The second query returns the count of the number of records where the date is less than a specified date and the reg_status is 'Registered'.

There is no "sameness" between the two queries except by happenstance.

Since we have no description of what it is that the OP is trying to obtain it will be impossible to provide any "how" to get it.

(8) By anonymous on 2021-04-22 21:23:08 in reply to 4.0 [source]

It indeed needs to be all the dates in the range. Your query does give all dates but again gives the same wrong counts. The basic query needs to be like mine, except with all dates in the range.

RBS

(10) By Keith Medcalf (kmedcalf) on 2021-04-22 21:34:40 in reply to 8 [link] [source]

Then your definition of what to count is incorrect.

(11) By anonymous on 2021-04-22 21:40:38 in reply to 10 [link] [source]
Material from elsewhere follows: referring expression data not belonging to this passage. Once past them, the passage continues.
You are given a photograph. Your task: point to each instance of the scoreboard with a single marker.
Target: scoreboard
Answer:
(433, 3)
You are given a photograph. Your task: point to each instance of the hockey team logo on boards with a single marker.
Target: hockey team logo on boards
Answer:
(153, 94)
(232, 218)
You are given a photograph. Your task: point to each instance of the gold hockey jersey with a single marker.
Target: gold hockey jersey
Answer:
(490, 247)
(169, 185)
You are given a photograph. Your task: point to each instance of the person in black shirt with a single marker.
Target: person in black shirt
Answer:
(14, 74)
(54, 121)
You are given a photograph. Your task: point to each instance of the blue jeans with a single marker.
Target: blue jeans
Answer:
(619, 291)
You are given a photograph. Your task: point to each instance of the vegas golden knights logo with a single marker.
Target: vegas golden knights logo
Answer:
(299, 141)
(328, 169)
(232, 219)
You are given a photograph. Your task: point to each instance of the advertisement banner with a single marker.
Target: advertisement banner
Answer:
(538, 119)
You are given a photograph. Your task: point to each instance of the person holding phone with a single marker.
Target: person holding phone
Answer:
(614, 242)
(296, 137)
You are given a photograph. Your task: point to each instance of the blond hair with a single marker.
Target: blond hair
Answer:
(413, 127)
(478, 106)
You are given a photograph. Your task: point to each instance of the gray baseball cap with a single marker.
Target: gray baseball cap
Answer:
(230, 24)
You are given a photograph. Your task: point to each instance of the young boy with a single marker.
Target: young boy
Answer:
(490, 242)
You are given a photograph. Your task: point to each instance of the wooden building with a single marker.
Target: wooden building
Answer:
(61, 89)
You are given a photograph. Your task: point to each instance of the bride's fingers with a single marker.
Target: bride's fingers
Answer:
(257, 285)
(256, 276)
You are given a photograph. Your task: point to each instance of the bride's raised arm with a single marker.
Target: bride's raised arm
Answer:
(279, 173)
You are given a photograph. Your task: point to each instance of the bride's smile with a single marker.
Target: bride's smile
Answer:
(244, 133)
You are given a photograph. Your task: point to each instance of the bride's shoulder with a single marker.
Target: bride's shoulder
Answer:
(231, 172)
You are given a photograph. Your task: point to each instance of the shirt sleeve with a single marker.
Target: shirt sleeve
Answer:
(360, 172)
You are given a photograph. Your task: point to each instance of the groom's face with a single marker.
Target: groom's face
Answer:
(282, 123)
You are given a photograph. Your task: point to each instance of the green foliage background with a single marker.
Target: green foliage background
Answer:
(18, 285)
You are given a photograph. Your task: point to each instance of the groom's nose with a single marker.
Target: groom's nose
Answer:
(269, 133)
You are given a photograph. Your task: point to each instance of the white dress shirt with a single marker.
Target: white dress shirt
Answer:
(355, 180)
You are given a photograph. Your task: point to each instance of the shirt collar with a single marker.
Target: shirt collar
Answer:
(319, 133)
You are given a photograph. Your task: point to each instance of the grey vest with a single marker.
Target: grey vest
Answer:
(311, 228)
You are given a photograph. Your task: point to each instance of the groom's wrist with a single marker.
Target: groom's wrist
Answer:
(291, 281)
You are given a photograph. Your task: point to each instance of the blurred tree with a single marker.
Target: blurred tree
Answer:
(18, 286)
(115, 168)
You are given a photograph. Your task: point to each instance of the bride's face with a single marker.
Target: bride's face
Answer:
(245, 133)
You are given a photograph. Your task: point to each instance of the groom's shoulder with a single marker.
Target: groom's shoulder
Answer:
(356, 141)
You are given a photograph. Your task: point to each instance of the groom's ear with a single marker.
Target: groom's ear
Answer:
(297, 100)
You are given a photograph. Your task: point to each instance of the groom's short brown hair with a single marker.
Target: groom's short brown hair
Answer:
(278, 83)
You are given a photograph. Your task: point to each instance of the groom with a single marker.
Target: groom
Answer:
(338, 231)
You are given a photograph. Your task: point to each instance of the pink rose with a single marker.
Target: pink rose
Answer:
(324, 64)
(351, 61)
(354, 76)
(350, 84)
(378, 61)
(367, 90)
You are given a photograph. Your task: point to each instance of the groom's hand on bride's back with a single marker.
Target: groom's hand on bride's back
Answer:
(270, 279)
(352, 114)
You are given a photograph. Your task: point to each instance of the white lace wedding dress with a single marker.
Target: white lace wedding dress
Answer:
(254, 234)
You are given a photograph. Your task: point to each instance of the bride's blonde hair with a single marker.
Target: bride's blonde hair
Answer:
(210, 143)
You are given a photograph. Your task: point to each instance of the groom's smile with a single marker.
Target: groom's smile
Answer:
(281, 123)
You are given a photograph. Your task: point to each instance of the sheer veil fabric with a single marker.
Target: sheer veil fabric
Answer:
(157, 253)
Maybe I explained wrongly, but I get the right values and I think you misunderstand the data, which I posted, but I think you haven't seen yet.

RBS

(12) By Keith Medcalf (kmedcalf) on 2021-04-22 21:50:00 in reply to 10 [link] [source]

Perhaps you need to state what you want in English first.

For example, your original query translates into the following:

Consider a table reg_history_all which contains the columns id, date_status_added, and reg_status. For each id in the table find the max date_status_added excluding all id that ever have reg_status 'Deceased' but only consider records where the reg_status_added is less than 43000. Include only results where at least one record in the group has reg_status 'Registered'. Then count the number of resulting rows.

(13.2) By Keith Medcalf (kmedcalf) on 2021-04-22 23:13:21 edited from 13.1 in reply to 10 [link] [source]

For example. If the data that you want is defined as:

For the table reg_history_all with the fields id, date_status_added, and reg_status then for each date in the range of min(date_status_added) to max(date_status_added) calculate the number of unique id that have reg_status = 'Registered' on or before that date less the number of unique id that have reg_status = 'Deceased' on or before that date.

That is, calculate the number of "active id" for each date where "active" is defined as "Registered" on or before the date and not "Deceased" on or before that date, where each "id" is always "Registered" before it becomes "Deceased".

You can translate that into SQL directly.

with date_range(date) -- the dates we are interested in
  as (
         select min(date_status_added)
           from reg_history_all
      union all
         select date + 1
           from date_range
          where date < (
                        select max(date_status_added)
                          from reg_history_all
                       )
     )
select date,
       (
        select count(distinct id)
          from reg_history_all
         where date_status_added <= date
           and reg_status == 'Registered'
       )
       -
       (
        select count(distinct id)
          from reg_history_all
         where date_status_all <= date
           and reg_status == 'Deceased'
       )
  from date_range
;

There may be other (more efficient) ways to compute this depending on the quality of the source data (additional constraints).

(14) By anonymous on 2021-04-23 03:00:16 in reply to 13.2 [link] [source]

Thanks for that. The description of what the result should be sounds ok but I get wrong results, much too high numbers. The other problem is that it is very slow. The table reg_history_all has some 145000 rows. Would it be possible to run the sql I posted as a CTE with increasing dates in the date range?

RBS

(15) By Keith Medcalf (kmedcalf) on 2021-04-23 05:11:18 in reply to 14 [link] [source]

Did you fix the typo?

Of course it is slow. You probably do not have useful indexes defined.

If you need a different set of answers then describe whit it is that you want. In English. With no assumptions. And no pre-assumed answers.

(16) By anonymous on 2021-04-23 06:28:38 in reply to 15 [link] [source]

Yes, typo was fixed. Will see if I can explain in English the logic of the posted query that works. Will also see if I can add indexes to speed things up.

RBS

(23) By Keith Medcalf (kmedcalf) on 2021-04-24 06:41:30 in reply to 14 [link] [source]

No.

Referents cannot be passed between source tables but only to correlates.